Per GunPolicy.org, privately owned firearms in the United States are estimated at 270 million. Not all those guns are in homes, but tens of millions are. So accepting that there were 20,000 gun-related suicides in 2010, then a mere fraction of a percent (0.000741, if my calculation is correct) of private guns are involved in suicides. That's hardly the "ticking time bomb" that Dr. Rosenberg asserts.
Yet more from Tavernise:
Still, some dispute the link, saying that it does not prove cause and effect, and that other factors, like alcoholism and drug abuse, may be driving the association [to suicide]. Gary Kleck, a professor of criminology at Florida State University in Tallahassee, contends that gun owners may have qualities that make them more susceptible to suicide. They may be more likely to see the world as a hostile place, or to blame themselves when things go wrong, a dark side of self-reliance.
Professor Kleck is long on speculation (or, at least, as reported by Tavernise). Kleck paints with a broad brush. Millions of gun owners are sportsmen. Overwhelmingly, those millions who own guns for self-defense aren't peeking from behind their living room curtains, shotguns or handguns at the ready, waiting for some kid in a hoodie to step onto their lawns. As to the gun suicides blaming "themselves when things go wrong," well, self-blame is most likely a root cause in many suicides -- self-blame or self-pity.
What say you, professor, about non-gun-related suicides -- just thrill seekers? And if there's a "dark side" to self-reliance (a slap at gun owners' individualism, no doubt), there's no dark side to dependence? One would think that powerlessness and dependency are key factors in driving a person to suicide. Empowered people rarely kill themselves -- isn't that fair to say?
Finally, this bit of shaky reasoning in response to the argument that if guns are taken away wouldn't people find other ways to kill themselves:
"Yes, many may find another method," said Catherine Barber, director of the Harvard center's Means Matter public health education campaign, "but will it kill them?"
Citing statistics from emergency rooms and death certificates, she said, "Nearly everything they substitute will have lower odds of killing them, sometimes dramatically so."

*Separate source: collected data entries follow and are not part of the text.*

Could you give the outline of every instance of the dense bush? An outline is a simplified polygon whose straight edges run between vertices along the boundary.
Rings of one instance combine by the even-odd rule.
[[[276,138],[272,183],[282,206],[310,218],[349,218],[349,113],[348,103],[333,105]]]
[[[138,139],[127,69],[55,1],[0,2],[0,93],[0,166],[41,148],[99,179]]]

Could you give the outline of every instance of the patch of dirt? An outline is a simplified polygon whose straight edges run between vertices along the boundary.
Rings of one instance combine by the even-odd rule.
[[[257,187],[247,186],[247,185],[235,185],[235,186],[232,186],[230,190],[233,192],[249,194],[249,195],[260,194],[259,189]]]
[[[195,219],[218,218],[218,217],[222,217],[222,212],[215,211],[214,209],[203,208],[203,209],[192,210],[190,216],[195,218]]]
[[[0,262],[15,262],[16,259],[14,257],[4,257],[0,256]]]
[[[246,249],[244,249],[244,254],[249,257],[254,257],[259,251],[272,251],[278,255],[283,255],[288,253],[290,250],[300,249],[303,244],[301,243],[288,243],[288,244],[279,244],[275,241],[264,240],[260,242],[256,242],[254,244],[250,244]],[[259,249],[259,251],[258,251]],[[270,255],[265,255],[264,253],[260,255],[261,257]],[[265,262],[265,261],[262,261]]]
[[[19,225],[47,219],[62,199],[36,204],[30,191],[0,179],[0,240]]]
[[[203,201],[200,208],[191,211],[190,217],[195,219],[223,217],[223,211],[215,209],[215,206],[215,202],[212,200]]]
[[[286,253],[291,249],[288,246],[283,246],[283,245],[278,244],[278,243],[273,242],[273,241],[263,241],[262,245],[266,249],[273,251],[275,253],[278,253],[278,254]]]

Nearly everything? Barber pays short-shrift to the human capacity to problem-solve, and she doesn't factor in human ingenuity.
Anyone driven or desperate enough to kill himself can concoct a plethora of means for snuffing out his life. Say, stepping onto a busy road or highway. Deer and dogs can testify to the lethality of a semi bearing down on one of their own at 70 mph. Or leaping from a not-so-tall building or bridge. Or jumping on train tracks as the sound of a train whistle grows louder. Or hanging oneself -- a time-tested method of suicide. Or opening up one's veins in a tub of hot water (a favorite of ancient Romans). On and on...
We're not likely to read a front-page story in the New York Times about how guns save people's lives. Here's one such story. Just Google "How a gun saved my life." There are many stories of guns saving innocent lives.
But none worth featuring at the New York Times.